For finite extension $L|K$of local fields, the valuation ring $v_L$ extends $v_K$? I'm reading Jurgen Neukirch's Algebraic Number theory, p.317~318 ( proof of class field axiom for local fields) and some question arises.
Let $L|K$ be a finite (possibly cyclic) extension of local field. Here local field means, a field which is complete with respect to a discrete valuation and have a finite residue class field. Or equivalent to finite extensions of the $\mathbb{Q}_p$ and $\mathbb{F}_p((t))$.
Let $v_L$ and $v_K$ be the (normalized) discrete valuation on $L$, $K$, respectively.
My question is, $v_L$ extends $v_K$?

*

*For the case that $L$, $K$ are of $p$-adic number fields ; i.e., finite extensions of the fields of $p$-adic numbers $(\mathbb{Q}_p , v_p)$, it seems that it can be proved that $v_L$ extends $v_K$.

Because, in this case, from the proof of his(Neukirch's) book p.135, (5.2)-proposition and p.133, the exponential valuation $w_L$ and $w_K$ on $L$, $K$ are given by
$$ w_L(\alpha)=(1/n_L)v_p(N_{L|\mathbb{Q}_p}(\alpha)), n_L := [L : \mathbb{Q}_p]$$
$$ w_K(\beta)=(1/n_K)v_p(N_{K|\mathbb{Q}_p}(\beta)), n_K := [K : \mathbb{Q}_p]$$
Then for $\beta \in K$, we can show that $w_L(\beta)=w_K(\beta)$ by using
(1) separability of $L|K$ as being extension of $\mathbb{Q}_p$ ,
(2) his book p.10, (2.7)-Corollary,
(3) his book p.9, (2.6)-proposition (iii),
(4) Hungerford, Algebra, p.286, Prop.6.12
(5) $1/n_K = (1/n_L)[L:K]$.
; i.e., for $\beta \in K$,
$$ w_L(\beta) := (1/n_L)v_p(N_{L|Q_p}(\beta)) = (1/n_L)v_p(N_{K|Q_p} \circ N_{L|K}(\beta))
   = (1/n_L)v_p(N_{K|Q_p}(\prod_{\sigma \in Hom_{K}(L,\bar{K})}(\sigma \beta)) 
= (1/n_L)v_p(N_{K|Q_p}(\beta^{[L:K]}))
   = (1/n_L)v_p((N_{K|Q_p}(\beta))^{[L:K]})= (1/n_L)[L:K]v_p(N_{K|Q_p}(\beta)) 
= (1/n_K)v_p(N_{K|Q_p}(\beta))$$.


*Next Question is, for the case that $L$, $K$ are finite extensions of $\mathbb{F}_p((t))$(another local field case), is it also true that $v_L$ extends $v_K$? Perhaps we may apply similar strategy above ?
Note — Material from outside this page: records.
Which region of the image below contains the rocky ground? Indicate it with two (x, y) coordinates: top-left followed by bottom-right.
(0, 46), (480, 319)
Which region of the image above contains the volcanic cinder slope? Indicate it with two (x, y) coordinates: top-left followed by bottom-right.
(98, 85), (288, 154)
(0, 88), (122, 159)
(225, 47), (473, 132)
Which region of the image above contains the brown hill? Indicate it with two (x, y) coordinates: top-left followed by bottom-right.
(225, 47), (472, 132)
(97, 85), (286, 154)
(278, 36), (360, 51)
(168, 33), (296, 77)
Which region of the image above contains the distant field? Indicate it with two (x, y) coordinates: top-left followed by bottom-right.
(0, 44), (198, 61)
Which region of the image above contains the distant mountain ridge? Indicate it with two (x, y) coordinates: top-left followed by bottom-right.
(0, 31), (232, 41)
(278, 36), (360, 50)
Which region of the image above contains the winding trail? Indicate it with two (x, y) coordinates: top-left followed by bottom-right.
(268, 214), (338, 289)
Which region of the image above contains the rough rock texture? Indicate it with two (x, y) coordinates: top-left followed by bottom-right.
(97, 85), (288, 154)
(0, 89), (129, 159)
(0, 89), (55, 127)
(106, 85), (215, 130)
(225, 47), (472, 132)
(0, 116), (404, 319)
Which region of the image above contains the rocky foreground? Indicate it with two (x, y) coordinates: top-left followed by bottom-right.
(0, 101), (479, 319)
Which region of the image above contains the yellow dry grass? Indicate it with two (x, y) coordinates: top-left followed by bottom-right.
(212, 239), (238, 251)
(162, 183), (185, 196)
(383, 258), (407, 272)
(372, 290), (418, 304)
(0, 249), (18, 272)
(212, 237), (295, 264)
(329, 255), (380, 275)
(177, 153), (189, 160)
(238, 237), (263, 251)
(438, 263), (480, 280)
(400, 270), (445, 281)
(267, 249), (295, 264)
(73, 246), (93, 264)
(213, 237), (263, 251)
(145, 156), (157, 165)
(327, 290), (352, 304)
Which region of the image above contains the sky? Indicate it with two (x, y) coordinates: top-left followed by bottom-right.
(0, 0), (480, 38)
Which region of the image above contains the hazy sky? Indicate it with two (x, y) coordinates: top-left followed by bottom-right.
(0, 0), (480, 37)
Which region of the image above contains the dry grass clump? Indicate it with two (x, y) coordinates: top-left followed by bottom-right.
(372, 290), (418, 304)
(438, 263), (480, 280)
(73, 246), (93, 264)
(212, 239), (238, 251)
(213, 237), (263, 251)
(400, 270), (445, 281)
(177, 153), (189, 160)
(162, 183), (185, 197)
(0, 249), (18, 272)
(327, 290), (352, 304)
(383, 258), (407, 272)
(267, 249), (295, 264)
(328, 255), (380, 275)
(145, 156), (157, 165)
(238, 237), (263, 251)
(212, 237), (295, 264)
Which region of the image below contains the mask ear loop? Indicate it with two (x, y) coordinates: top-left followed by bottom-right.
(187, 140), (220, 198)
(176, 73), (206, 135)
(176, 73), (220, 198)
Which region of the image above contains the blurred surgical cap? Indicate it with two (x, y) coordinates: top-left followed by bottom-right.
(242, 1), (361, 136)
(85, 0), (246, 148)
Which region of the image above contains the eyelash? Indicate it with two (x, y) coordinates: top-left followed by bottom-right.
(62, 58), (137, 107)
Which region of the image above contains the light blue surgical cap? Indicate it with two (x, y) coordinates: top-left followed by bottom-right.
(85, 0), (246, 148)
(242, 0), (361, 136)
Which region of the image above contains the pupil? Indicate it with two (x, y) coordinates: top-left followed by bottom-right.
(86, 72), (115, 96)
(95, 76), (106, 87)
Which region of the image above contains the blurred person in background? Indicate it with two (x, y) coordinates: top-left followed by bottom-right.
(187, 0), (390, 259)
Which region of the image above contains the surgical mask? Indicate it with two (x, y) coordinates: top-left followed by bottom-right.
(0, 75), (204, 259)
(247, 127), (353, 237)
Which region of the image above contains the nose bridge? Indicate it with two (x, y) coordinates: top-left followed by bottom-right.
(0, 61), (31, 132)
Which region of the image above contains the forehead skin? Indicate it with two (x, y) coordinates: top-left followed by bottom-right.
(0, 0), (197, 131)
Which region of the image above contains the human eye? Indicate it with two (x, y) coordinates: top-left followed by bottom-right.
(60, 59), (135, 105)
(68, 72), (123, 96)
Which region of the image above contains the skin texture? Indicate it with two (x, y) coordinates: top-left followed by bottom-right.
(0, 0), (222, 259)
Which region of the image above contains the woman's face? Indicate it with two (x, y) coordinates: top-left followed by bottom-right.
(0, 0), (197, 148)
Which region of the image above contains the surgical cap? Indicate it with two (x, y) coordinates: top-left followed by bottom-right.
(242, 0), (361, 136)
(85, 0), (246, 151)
 A: I assume your notation means that $v_K$ is the normalization of $w_K$. You have given a valid proof that $w_L$ extends $w_K$, but this does not imply that $v_K$ extends $v_L$ (and indeed this is not true in general).
Here's an example: take $K=\mathbb Q_p$ so $v_K=w_K$ is the usual $p$-adic valuation on $\mathbb Q_p$, and take $L=\mathbb Q_p(p^{1/n})$. We have $n\,w_L(p^{1/n})=w_L(p)=w_K(p)=1$ and therefore $w_L(p^{1/n})=1/n$. Now the issue is that when you change from $w_L$ to $v_L$, i.e. you normalize, you define it so that $v_L(p^{1/n})=1$ since $p^{1/n}$ is a uniformizer of $L$, but then $v_L(p)=n\neq 1=v_K(p)$.
The result you're asking about is true when $L|K$ is unramified: in this case the ramification indices $e(L|\mathbb Q_p)$ and $e(K|\mathbb Q_p)$ are equal, call this value $e$, and then $v_L=e\,w_L=e\,w_K=v_K$.
Also for your question 2, yes everything we've argued works analogously when $L$ and $K$ are extensions of $\mathbb F_p((t))$, the only thing to be careful of is that you have the right definition of $N_{K|\mathbb F_p((t))}$, as many authors define this in a way that is only correct for separable extensions.